La variante du jeu de poker, qu’est le seven card stud, se déroule essentiellement au cours de plusieurs tours d’enchères ne dépassant jamais le nombre de cinq. Tout au long du jeu, il est distribué, à chacun des joueurs, trois cartes faces cachées, ainsi que quatre cartes faces ouvertes, visibles par tous. Avec ces sept cartes, l’objectif est de réaliser la meilleure combinaison possible, en alliant cinq d’entre elles.
Le commencement d’un jeu de stud.
Les particularités du stud à sept cartes.
Avant de commencer un jeu de stud à sept cartes, il reste primordial de bien comprendre certaines règles particulières. Tout d’abord, au début de la partie, contrairement aux autres variantes, comme le omaha ou le texas hold’em, on n’utilise pas de bouton pour désigner un dealer car la notion de position n’existe pas dans le stud. Ensuite, dans la majorité des cas, le stud à sept cartes se joue toujours avec des limites. C’est-à-dire que pour les sommes misées, il y a une limite haute, et une limite basse, qu’il ne faut pas dépasser au cours des enchères. A l’exemple des tables de 5$/10$. Néanmoins, à l’inverse d’autres jeux de poker, chaque coup effectué par un joueur, durant la partie, permet la réalisation d’un tour d’enchères en plus, avant de montrer toutes les cartes, lors de l’abattage final ou showdown. A préciser qu’avant cela, lors de la distribution de la dernière carte, si les huit participants du début sont toujours en lice, une seule carte « rivière », commune à tous, sera distribuée.
L’ante et le bring-in.
Avant le commencement de chaque partie de stud, les règles exigent que chaque joueur dépose un certain montant obligatoire, dénommé « ante ». Le plus souvent, cette somme s’élève au dixième de la grosse limite. C’est suite au dépôt de cette ante, que les cartes commenceront à être distribuées. Le dealer distribue, alors, deux cartes fermées, ainsi qu’une carte ouverte, à chacun des participants. Après, le joueur, ayant obtenu la carte ouverte la plus faible, commence le premier tour d’enchère, qui se poursuit dans le sens des aiguilles d’une montre. Cette première mise forcée, dont le montant s’élève à la moitié de la petite limite, est appelé le « bring-in ». En cas d’ex-æquo, pour les cartes les plus faibles, c’est celui qui est le plus proche du donneur qui fait le bring-in. C’est l’exception à l’inexistence de position dans le stud. A partir de là, après chaque mise, lors de chaque tour d’enchères, les participants ont trois options : passer, suivre, ou relancer.

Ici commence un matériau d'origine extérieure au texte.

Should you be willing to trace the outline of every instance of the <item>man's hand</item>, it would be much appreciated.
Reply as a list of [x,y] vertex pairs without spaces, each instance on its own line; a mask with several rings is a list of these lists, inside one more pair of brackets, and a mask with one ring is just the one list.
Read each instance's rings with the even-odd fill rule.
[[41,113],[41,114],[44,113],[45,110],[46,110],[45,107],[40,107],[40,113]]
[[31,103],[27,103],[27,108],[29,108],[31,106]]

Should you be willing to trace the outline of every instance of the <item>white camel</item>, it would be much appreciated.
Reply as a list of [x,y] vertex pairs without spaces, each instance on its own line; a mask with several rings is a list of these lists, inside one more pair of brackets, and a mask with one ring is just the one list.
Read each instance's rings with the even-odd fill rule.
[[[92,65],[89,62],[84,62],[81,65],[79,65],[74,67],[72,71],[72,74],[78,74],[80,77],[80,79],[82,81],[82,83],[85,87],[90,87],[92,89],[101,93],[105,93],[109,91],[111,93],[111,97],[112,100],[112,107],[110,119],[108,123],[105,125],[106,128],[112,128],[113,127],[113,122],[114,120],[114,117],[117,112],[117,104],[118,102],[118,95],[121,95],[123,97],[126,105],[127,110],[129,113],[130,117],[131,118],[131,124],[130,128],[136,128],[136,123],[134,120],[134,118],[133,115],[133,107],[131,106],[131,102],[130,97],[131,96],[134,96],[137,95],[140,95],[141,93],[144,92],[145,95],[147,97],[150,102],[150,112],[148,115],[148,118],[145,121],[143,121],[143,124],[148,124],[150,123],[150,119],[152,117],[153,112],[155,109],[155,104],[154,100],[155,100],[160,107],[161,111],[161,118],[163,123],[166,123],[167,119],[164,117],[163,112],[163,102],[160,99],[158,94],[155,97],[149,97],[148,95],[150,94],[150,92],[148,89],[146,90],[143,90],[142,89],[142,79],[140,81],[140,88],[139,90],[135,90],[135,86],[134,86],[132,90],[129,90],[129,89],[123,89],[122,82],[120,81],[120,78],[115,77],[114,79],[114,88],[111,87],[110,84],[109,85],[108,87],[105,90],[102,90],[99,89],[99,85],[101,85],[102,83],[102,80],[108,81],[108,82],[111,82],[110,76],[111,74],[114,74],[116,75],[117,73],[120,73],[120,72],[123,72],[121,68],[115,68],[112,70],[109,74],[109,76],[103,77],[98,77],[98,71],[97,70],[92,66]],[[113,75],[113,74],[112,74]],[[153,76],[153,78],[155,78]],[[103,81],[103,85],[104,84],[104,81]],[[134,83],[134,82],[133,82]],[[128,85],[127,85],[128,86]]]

Le déroulement du jeu jusqu’à l’encaissement du pot.
Le partage des trois dernières cartes ouvertes.
A la fin du premier tour d’enchères, le dealer distribue encore, une par une, à chaque joueur, trois cartes ouvertes, dont le partage de chacune est espacé par un tour d’enchères. A partir du deuxième tour d’enchères, c’est le participant qui possède la combinaison de cartes ouvertes la plus forte qui commence toujours les mises. Celui-ci peut alors, soit ouvrir les enchères, soit checker, donc passer son tour. A préciser que, dans le jargon du poker, les deuxième, troisième, et quatrième cartes ouvertes sont appelées respectivement « quatrième rue » « cinquième rue » et « sixième rue ».
La dernière carte fermée et le showdown.
Lorsque le quatrième tour d’enchère se termine, la dernière carte est alors distribuée à chacun des joueurs. Elle est donnée en position fermée, et permet ainsi d'arriver au nombre total de sept cartes par participant. Cette carte est nommée « rivière ». A partir de là, le dernier tour d’enchères débute, suivant les mêmes règles que lors des précédentes enchères. Si, au moins, deux joueurs restent encore dans le jeu à la fin des enchères, ils opèrent le showdown en montrant une main de cinq cartes combinées. La meilleure combinaison gagne, alors, la partie. En cas d'égalité, il est clair que le pot sera partagé entre les différents vainqueurs.